Psychophysical assessment of mechanical touch-induced pain thresholds was tested using published methods [9, 33]. In brief, calibrated von Frey Hair (VFH) Filaments (Stoelting Co., Wood Dale, Ill., USA) were applied in ascending order over the periorbital and forearm regions. The smallest VFH number capable of inducing pain in 2/3 trials was considered the threshold. Pain thresholds were expressed in VFH units from 11 to 20, representing the respective ascending forces of each numbered filament (4, 6, 8, 10, 15, 26, 60, 100, 180, and 300 grams respectively). Because a linear relationship exists between the log force and ranked number, VFH thresholds are expressed and analyzed as VFH numbers, rather than their forces [9, 33, 34].

Orthostatic testing

Orthostatic testing was completed after a minimum of 15 minutes quiet supine rest, following sensory testing detailed above. Tilt table testing was performed using a modified autonomic testing protocol [35]; blood pressure (BP) and heart rate (HR) were measured via a continuous beat-to-beat BP device (BMEYE Nexfin; Amsterdam, The Netherlands) and 3-lead ECG, respectively. Baseline recordings were obtained for 5 minutes. The subject was then passively tilted to a 70° angle for a period of 5 minutes, followed by a return to supine for 5 minutes. The postural HR increment was calculated by subtracting the average supine HR from the maximal sustained upright HR. Recordings were acquired in TestWorks™ software (WR Medical Electronics Co., Stillwater, MN), exported, and analyzed offline.
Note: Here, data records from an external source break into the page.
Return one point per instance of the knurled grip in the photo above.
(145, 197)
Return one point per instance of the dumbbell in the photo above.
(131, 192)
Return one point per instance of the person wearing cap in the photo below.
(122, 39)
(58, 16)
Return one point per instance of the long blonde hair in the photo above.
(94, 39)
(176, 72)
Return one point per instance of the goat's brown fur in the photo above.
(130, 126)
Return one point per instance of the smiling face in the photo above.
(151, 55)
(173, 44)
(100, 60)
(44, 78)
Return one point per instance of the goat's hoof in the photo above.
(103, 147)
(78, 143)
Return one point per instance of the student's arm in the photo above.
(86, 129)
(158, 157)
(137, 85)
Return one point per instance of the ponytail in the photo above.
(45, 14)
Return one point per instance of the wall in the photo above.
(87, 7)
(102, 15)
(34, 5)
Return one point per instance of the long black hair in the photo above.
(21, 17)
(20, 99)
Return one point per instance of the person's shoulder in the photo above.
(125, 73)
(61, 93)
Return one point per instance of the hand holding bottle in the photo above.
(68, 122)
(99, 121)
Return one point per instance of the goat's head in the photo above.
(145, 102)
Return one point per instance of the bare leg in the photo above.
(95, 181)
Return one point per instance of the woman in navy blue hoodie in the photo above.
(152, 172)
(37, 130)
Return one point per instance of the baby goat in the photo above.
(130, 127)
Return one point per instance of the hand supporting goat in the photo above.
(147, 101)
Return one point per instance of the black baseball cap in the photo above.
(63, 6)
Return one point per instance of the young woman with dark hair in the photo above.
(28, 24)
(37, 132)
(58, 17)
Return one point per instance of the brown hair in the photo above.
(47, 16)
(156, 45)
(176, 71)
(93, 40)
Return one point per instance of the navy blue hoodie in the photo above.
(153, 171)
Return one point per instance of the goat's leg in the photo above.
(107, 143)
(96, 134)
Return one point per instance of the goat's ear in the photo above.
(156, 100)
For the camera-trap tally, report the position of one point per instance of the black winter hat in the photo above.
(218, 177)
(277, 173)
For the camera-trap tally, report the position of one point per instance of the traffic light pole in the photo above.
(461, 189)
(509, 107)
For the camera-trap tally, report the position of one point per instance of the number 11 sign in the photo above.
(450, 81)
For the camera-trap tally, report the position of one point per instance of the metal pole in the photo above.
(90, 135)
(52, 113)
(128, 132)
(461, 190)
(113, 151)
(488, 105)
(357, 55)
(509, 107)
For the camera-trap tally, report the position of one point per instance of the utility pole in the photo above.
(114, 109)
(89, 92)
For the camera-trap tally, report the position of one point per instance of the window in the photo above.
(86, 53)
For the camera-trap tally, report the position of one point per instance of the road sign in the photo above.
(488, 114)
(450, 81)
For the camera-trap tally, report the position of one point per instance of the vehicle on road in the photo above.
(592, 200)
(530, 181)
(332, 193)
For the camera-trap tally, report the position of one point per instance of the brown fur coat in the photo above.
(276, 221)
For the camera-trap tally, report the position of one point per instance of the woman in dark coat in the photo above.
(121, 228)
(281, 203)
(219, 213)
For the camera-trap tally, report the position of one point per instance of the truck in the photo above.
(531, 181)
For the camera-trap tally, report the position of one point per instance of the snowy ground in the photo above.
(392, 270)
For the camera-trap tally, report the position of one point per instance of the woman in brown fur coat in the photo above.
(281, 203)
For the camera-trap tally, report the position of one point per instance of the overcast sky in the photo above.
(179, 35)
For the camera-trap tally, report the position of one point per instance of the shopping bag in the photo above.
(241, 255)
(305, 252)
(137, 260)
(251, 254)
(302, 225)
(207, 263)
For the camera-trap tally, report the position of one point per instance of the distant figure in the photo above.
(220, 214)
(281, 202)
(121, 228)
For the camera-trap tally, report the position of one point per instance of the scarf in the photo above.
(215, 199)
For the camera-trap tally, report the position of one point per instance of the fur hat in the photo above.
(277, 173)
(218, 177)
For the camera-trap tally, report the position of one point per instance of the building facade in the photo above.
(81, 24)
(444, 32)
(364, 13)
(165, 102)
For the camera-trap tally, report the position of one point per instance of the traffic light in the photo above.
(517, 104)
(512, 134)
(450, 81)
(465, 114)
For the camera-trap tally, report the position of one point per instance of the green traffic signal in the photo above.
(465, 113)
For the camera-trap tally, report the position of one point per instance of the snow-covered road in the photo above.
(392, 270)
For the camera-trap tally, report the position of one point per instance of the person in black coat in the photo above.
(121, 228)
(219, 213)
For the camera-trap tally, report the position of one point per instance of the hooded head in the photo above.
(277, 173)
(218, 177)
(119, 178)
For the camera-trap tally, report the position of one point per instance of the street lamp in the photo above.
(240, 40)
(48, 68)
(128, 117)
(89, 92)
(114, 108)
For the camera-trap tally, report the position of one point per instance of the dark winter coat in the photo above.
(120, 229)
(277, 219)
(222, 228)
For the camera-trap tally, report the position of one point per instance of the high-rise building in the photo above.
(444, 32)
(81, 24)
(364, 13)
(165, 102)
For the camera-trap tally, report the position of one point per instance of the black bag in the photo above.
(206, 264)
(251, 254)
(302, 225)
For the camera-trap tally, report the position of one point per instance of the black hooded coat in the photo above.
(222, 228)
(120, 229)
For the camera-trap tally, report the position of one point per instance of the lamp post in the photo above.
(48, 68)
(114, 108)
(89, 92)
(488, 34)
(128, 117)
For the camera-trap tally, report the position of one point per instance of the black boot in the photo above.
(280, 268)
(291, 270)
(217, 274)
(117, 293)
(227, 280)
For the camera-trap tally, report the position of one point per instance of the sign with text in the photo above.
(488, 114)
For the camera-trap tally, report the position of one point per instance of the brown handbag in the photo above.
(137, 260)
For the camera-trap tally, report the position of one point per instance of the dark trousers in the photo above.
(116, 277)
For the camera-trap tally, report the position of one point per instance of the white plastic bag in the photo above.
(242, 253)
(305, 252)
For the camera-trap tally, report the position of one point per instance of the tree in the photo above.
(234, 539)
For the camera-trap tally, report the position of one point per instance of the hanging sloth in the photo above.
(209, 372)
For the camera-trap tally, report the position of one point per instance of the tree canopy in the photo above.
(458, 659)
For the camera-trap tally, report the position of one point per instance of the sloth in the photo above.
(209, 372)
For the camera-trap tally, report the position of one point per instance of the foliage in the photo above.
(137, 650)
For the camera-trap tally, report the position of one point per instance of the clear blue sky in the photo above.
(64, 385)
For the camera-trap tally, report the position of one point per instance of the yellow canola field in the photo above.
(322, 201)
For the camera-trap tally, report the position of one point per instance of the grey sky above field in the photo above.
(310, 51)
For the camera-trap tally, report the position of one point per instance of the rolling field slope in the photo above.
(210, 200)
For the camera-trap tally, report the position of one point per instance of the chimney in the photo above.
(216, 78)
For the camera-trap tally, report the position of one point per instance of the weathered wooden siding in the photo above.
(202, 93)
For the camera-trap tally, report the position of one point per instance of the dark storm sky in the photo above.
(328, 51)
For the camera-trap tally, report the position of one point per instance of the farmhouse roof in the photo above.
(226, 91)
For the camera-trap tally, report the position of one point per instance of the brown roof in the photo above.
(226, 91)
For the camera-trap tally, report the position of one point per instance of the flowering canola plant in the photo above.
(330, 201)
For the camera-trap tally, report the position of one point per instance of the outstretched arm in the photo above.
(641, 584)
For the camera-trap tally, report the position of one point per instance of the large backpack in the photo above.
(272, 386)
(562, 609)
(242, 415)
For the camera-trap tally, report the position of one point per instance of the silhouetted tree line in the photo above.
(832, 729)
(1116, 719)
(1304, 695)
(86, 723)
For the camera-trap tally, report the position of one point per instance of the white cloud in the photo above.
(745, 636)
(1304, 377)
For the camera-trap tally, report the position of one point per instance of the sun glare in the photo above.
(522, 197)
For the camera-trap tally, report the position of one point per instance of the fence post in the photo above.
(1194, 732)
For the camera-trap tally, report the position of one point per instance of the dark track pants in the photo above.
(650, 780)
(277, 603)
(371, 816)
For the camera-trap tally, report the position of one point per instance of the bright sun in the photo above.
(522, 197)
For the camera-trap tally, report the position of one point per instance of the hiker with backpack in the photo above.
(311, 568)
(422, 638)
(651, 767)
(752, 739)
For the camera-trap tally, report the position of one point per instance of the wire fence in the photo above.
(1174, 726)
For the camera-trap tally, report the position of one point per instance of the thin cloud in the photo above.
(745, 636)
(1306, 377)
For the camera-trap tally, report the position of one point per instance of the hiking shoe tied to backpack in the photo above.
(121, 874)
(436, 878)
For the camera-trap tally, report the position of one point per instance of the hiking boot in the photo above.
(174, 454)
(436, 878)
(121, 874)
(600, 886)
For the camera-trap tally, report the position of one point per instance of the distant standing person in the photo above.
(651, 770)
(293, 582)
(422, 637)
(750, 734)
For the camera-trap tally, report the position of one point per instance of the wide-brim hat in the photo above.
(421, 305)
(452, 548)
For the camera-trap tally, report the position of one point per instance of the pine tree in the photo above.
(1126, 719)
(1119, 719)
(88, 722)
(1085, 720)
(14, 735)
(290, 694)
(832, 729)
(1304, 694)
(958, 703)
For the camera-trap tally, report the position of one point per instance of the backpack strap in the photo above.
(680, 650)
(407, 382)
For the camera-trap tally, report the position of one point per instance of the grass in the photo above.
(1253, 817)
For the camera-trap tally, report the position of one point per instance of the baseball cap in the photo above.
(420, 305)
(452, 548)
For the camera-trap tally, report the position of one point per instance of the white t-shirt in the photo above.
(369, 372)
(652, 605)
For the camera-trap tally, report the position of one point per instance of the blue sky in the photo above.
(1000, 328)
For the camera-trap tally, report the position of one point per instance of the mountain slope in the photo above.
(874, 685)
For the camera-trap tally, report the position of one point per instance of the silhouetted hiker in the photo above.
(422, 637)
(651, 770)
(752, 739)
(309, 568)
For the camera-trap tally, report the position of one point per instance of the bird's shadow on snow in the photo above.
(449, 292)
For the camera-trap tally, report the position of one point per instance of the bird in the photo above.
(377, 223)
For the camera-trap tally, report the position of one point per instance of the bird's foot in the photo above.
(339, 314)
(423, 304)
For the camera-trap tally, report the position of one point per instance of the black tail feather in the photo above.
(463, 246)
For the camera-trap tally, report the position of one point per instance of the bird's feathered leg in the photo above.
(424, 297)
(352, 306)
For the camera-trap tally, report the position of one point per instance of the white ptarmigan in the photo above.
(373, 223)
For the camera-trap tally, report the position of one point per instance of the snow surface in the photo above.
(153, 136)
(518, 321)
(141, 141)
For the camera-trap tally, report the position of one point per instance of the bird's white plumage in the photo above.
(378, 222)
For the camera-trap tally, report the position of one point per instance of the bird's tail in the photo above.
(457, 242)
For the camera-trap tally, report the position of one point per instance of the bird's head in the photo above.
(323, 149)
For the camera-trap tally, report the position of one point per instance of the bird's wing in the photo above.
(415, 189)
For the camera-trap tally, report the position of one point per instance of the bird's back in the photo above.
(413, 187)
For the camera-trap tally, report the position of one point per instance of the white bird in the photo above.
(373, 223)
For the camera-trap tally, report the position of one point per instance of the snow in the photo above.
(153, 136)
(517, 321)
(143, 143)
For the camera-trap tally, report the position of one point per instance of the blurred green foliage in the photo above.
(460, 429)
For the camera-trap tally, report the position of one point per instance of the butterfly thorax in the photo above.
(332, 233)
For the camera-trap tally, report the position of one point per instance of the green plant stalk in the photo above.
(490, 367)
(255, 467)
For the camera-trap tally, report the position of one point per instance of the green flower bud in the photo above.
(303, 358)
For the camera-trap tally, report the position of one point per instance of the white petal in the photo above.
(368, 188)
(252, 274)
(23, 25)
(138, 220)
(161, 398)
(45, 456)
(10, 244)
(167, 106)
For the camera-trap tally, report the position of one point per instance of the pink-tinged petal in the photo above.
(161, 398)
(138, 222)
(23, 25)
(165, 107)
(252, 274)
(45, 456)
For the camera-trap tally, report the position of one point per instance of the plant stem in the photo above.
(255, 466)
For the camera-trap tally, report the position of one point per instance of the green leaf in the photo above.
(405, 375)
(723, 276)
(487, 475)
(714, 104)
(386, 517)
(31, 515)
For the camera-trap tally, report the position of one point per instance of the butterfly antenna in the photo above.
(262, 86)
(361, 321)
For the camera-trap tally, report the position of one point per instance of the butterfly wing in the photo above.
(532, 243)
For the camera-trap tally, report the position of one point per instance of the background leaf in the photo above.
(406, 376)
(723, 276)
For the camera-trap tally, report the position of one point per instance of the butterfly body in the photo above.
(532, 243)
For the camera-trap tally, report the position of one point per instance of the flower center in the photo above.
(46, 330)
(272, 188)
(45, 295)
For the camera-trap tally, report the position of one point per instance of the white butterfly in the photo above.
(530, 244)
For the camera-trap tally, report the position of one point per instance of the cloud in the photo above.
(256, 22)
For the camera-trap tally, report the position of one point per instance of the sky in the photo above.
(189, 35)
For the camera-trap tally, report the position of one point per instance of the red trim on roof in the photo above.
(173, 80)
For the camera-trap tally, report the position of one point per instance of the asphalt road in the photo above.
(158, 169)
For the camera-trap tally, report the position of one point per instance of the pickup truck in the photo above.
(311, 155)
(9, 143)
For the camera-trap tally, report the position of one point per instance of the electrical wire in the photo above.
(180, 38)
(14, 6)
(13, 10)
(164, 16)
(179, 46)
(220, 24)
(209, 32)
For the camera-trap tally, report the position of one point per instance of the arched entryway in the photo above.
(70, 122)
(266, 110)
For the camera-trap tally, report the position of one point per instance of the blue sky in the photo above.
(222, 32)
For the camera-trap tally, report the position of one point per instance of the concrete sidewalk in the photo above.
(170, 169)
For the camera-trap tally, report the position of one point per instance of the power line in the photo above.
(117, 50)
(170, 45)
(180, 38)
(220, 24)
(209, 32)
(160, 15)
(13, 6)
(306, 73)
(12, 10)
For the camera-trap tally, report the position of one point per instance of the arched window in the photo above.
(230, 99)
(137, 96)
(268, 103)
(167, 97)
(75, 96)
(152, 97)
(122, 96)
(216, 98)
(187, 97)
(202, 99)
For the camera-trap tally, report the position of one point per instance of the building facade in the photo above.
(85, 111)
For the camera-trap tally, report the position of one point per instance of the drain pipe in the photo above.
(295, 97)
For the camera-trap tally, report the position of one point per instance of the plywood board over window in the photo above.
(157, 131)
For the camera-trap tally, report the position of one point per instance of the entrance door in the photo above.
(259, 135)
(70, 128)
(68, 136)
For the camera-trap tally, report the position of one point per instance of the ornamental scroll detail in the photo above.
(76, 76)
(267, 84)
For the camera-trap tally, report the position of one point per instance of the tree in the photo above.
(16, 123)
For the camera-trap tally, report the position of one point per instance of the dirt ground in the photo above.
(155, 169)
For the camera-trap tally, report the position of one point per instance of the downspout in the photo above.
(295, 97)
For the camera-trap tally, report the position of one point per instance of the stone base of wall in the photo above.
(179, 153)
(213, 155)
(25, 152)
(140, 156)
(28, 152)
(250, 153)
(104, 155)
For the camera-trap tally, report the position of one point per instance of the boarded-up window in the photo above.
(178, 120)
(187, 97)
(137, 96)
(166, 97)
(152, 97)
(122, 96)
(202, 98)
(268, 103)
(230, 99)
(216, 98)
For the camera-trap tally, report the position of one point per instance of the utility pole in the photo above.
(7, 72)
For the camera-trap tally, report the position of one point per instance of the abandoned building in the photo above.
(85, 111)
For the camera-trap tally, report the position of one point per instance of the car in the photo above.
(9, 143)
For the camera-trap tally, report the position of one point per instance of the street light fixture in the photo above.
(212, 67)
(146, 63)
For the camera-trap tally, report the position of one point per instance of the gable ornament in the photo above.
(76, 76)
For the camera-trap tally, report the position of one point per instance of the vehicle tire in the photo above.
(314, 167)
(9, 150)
Analysis and Statistical methods

Mechanical sensitivity thresholds were compared across groups [9, 33]; allodynia was defined as a pain threshold one standard deviation (SD) below the control group’s mean thresholds (SD 1.3 VFH, rounded to a conservative −2 VFH ≤ the NH mean of 19 VFH) [34]. Thus, individual patients were identified as allodynic when their mean threshold was ≤ 17 VFH (≤ 100 grams of pressure). Light sensitivity thresholds were compared across groups as a continuous variable. Photophobia was defined as a perceived painful response to light (during the inter-ictal phase for headache subjects) as described above [11]; given a larger range of pain thresholds in the normal control group, we used a cutoff of light sensitivity thresholds at or below 1.5 SD of the control group’s mean (SD 0.7 logLux below the control group mean of 2.8 logLux).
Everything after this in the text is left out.